Most parents of an autistic child are in communication with autistic support groups and may have an IEP (Individualized Educational Program) for their child. Discussing game choices with the IEP team and asking other parents for recommendations are good ways to get some guidance on which games to try. When you find something that works, spread the word.


 In choosing the best video or computer games for your autistic child, you want to consider:

* age, both physical and mental

* developmental level

* the child's interests

* attention span

* specific learning goals

* desired social skills

* availability of others to interact with

* your child's unique overall needs


Some Things to Avoid


Although the goal of having your autistic child play video games may be an educational one, it is important that they have fun, too. Regulating the amount of time spent in game play is also necessary. Regardless of how educational it may be, every child needs limits placed on how long they are allowed to spend each day with the Xbox 360 or Nintendo Wii. Make sure you choose games that are age-appropriate, and it goes without saying that violence levels need to be monitored. Sensory overload is a problem for many autistic children, so the game's sound and visual stimuli should be watched for potential problems. In short, parents need to be supervising and remain involved and aware of how their child is responding to the video game if it is to be an effective learning tool. Know when it is time to turn the game off, and enforce the rules.


Top 10 Games


Here are some recommended starting places for educational video games that will help your autistic child learn. These games are in random order and might not be benneficial to all Autistic children.

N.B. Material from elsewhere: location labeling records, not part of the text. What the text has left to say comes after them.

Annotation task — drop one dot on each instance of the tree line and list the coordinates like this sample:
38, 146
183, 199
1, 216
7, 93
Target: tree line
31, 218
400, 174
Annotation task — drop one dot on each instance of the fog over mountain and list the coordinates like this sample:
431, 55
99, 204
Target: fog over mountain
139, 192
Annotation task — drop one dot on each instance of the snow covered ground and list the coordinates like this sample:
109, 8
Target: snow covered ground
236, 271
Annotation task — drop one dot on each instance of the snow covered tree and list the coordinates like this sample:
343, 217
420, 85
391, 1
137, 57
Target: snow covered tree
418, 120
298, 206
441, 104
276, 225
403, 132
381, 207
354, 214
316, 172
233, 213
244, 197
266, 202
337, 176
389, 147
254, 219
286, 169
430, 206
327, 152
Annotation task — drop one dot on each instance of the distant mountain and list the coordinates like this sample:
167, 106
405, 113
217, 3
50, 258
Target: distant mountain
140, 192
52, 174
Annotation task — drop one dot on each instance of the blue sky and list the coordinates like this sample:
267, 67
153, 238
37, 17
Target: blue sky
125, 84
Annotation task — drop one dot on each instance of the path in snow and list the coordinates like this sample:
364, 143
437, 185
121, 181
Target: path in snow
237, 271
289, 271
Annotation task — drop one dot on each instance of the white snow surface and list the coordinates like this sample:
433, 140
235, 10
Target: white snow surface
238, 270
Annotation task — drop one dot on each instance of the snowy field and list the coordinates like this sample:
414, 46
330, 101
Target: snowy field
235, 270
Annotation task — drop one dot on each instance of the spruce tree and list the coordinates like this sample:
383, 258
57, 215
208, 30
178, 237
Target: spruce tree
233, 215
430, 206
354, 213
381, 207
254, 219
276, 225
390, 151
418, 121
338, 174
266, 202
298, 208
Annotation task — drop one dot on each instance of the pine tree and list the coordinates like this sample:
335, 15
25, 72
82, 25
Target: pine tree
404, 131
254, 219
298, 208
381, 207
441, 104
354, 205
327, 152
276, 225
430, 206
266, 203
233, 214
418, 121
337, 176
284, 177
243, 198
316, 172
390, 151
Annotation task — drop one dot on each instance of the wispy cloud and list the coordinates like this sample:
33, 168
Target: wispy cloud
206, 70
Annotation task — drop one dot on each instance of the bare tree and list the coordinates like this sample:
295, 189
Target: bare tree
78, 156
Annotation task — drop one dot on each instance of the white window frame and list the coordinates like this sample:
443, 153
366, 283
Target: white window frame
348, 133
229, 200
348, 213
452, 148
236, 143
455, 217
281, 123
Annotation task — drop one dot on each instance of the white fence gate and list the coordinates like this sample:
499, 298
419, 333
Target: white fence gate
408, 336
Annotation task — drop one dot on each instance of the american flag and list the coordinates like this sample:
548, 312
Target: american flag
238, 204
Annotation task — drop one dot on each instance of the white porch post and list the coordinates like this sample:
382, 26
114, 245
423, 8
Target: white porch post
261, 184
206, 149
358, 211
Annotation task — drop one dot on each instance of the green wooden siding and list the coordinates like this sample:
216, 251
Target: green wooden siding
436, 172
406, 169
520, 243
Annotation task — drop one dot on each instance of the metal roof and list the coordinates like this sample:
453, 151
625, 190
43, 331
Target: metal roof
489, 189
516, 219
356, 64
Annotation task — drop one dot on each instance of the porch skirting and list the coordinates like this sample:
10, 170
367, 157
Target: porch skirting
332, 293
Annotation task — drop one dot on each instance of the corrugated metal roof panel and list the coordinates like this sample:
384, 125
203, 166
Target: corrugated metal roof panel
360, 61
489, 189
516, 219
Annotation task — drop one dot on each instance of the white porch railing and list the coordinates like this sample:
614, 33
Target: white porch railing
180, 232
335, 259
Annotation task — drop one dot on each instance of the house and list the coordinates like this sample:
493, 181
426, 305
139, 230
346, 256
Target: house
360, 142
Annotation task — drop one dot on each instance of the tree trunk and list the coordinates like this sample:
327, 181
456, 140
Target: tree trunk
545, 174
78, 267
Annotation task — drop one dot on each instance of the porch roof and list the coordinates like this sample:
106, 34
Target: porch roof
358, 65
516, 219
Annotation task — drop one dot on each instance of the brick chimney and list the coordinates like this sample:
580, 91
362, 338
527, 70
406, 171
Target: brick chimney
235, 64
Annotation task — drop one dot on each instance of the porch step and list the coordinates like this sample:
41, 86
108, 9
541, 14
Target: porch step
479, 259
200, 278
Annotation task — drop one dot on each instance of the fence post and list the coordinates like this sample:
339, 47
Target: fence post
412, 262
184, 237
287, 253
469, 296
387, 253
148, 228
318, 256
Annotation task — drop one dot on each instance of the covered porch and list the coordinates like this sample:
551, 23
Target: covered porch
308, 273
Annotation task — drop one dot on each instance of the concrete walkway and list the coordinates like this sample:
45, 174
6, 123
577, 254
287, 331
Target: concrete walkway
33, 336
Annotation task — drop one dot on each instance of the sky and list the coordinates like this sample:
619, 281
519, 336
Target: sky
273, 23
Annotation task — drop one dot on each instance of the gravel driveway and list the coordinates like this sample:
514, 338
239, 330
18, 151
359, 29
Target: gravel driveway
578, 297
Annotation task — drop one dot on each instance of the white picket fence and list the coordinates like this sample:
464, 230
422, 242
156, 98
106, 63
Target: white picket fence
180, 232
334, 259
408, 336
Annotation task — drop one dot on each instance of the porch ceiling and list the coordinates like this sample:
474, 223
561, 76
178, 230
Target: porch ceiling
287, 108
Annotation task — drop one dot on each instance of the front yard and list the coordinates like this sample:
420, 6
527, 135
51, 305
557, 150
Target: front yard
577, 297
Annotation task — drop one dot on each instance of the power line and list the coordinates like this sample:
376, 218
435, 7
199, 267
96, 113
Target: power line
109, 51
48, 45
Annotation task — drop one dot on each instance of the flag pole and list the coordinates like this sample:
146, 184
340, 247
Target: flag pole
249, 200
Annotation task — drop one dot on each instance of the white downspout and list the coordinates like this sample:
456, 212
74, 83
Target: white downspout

1. Reader Rabbit series -  Available for the Nintendo Wii gaming system, Reader Rabbit has been teaching children basic reading, math, comprehension and problem solving for more than 20 years. It comes in a range of levels from preschool to early grades.

2. Jump Start series - Available for PC and all gaming systems. This series has a number of different modules for all levels from preschool up, with different learning targets: spelling, reading, math, music, art, and more.

3. Big Brain Academy for Wii -  A game with puzzles that help develop memory, identification, and visualization abilities. Up to eight players can participate, and social skills are encouraged.

4. Magic School Bus for DS -  The game uses bright graphics to teach basic letters and automatically adjusts skill level.

5. Let's Draw for DS - Players can draw anything they like and then animate the picture.

6. Little Big Planet, for Playstation platforms, PSVita -  This is a graphics-intensive problem solving game that has levels from preschool all the way up.

7. Rhythm Heaven Fever for Wii - A game for all ages that encourages development of rhythm.

8. Petz Fantasy 3D for Nintendo 3DS -  From kindergarten to all ages, a game that encourages social skills through caring for pets.

9. Dance Central/DanceMasters for Xbox 360 -  There are a number of games in this series, all encourage children to develop rhythmic movement and dance.

10. Autism/DTT Colors Full and Autism/DTT Shapes, for Android apps - These are games specifically designed for autistic children to teach colors and shapes, and to encourage better focus.


There are many, many other possibilities, and the above are simply suggestions. Games that are visually appealing, offer multiple levels of play that target all ages, and games that encourage creativity, art and music, are all good choices for video and computer games that will help your autistic child learn. With autism spectrum disorder affecting increasing numbers of children, research in this area is extremely important. Video and computer games are an effective educational tool for all children. In the case of autistic children, video games have great potential as a method to encourage and support learning.